Despite growing interest in Open Access (OA) to scholarly literature, there is an unmet need for large-scale, up-to-date, and reproducible studies assessing the prevalence and characteristics of OA. We address this need using oaDOI, an open online service that determines OA status for 67 million articles. We use three samples, each of 100,000 articles, to investigate OA in three populations: 1) all journal articles assigned a Crossref DOI, 2) recent journal articles indexed in Web of Science, and 3) articles viewed by users of Unpaywall, an open-source browser extension that lets users find OA articles using oaDOI. We estimate that at least 28% of the scholarly literature is OA (19M in total) and that this proportion is growing, driven particularly by growth in Gold and Hybrid. The most recent year analyzed (2015) also has the highest percentage of OA (45%).
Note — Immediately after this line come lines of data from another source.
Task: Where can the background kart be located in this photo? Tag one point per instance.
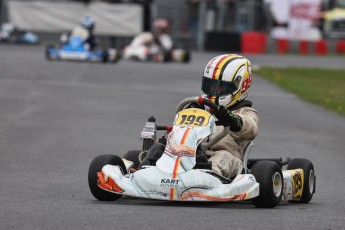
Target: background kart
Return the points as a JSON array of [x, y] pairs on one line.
[[10, 35], [176, 169], [76, 50], [143, 48]]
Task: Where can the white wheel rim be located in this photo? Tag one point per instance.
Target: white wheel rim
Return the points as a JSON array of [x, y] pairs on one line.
[[311, 181], [277, 184]]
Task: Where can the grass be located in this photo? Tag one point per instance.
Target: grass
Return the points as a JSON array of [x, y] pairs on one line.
[[322, 87]]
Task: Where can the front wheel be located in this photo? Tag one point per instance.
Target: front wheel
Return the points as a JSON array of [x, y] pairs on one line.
[[95, 167], [270, 177], [309, 177], [134, 156]]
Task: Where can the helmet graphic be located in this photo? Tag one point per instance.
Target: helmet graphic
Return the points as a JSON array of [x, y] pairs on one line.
[[88, 22], [226, 79], [160, 25]]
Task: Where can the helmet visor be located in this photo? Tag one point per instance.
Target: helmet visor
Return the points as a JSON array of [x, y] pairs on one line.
[[212, 87]]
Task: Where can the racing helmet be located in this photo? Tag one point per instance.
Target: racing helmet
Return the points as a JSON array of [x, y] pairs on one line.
[[226, 79], [88, 22], [160, 25]]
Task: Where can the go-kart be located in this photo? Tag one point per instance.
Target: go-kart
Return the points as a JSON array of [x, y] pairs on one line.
[[143, 48], [75, 49], [175, 167], [10, 35]]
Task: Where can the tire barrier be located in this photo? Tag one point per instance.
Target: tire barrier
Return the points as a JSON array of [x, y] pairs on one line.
[[260, 43]]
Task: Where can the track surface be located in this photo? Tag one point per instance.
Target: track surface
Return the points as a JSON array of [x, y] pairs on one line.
[[55, 117]]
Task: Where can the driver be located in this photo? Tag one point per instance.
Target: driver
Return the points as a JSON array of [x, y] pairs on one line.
[[226, 82], [88, 23]]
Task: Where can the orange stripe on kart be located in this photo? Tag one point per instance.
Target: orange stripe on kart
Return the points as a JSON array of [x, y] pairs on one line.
[[109, 185], [177, 165], [172, 193], [191, 195], [185, 135]]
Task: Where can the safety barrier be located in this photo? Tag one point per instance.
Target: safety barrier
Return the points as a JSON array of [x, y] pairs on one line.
[[258, 43]]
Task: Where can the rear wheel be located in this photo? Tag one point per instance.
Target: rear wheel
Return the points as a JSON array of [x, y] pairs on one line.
[[270, 177], [95, 167], [309, 178]]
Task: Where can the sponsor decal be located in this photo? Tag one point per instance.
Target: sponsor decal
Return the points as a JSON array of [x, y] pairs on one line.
[[154, 192], [169, 182]]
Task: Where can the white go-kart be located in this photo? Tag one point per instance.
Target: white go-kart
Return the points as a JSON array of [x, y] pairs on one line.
[[175, 168]]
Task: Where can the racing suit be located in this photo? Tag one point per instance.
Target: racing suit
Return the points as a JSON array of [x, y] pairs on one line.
[[227, 155]]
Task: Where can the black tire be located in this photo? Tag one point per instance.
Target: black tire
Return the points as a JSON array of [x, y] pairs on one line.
[[133, 156], [95, 167], [105, 56], [47, 56], [270, 177], [309, 178]]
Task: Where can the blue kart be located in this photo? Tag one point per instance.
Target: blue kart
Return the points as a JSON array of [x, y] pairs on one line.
[[76, 49]]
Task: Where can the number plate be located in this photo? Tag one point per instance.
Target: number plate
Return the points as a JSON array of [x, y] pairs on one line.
[[192, 118]]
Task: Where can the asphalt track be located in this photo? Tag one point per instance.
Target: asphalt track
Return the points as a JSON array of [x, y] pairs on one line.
[[55, 117]]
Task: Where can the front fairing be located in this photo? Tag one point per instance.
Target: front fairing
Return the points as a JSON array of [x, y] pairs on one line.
[[191, 126]]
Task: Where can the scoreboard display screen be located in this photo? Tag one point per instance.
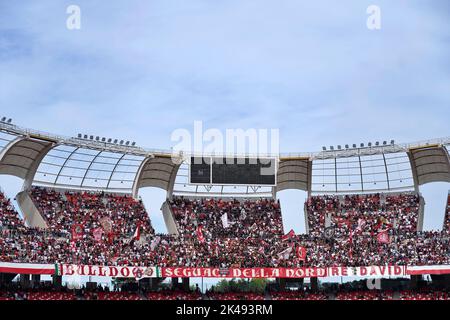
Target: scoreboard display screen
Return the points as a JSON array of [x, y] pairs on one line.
[[233, 171], [200, 170]]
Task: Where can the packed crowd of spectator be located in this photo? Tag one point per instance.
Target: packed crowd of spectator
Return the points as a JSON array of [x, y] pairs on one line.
[[447, 216], [228, 219], [362, 214], [251, 234], [61, 211]]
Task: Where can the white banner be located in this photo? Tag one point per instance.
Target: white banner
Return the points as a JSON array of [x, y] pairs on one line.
[[105, 271]]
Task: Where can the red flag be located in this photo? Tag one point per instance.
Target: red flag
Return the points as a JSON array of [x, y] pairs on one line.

Because of this growth, and the fact that readers disproportionately access newer articles, we find that Unpaywall users encounter OA quite frequently: 47% of articles they view are OA. Notably, the most common mechanism for OA is not Gold, Green, or Hybrid OA, but rather an under-discussed category we dub Bronze: articles made free-to-read on the publisher website, without an explicit Open license. We also examine the citation impact of OA articles, corroborating the so-called open-access citation advantage: accounting for age and discipline, OA articles receive 18% more citations than average, an effect driven primarily by Green and Hybrid OA. We encourage further research using the free oaDOI service, as a way to inform OA policy and practice.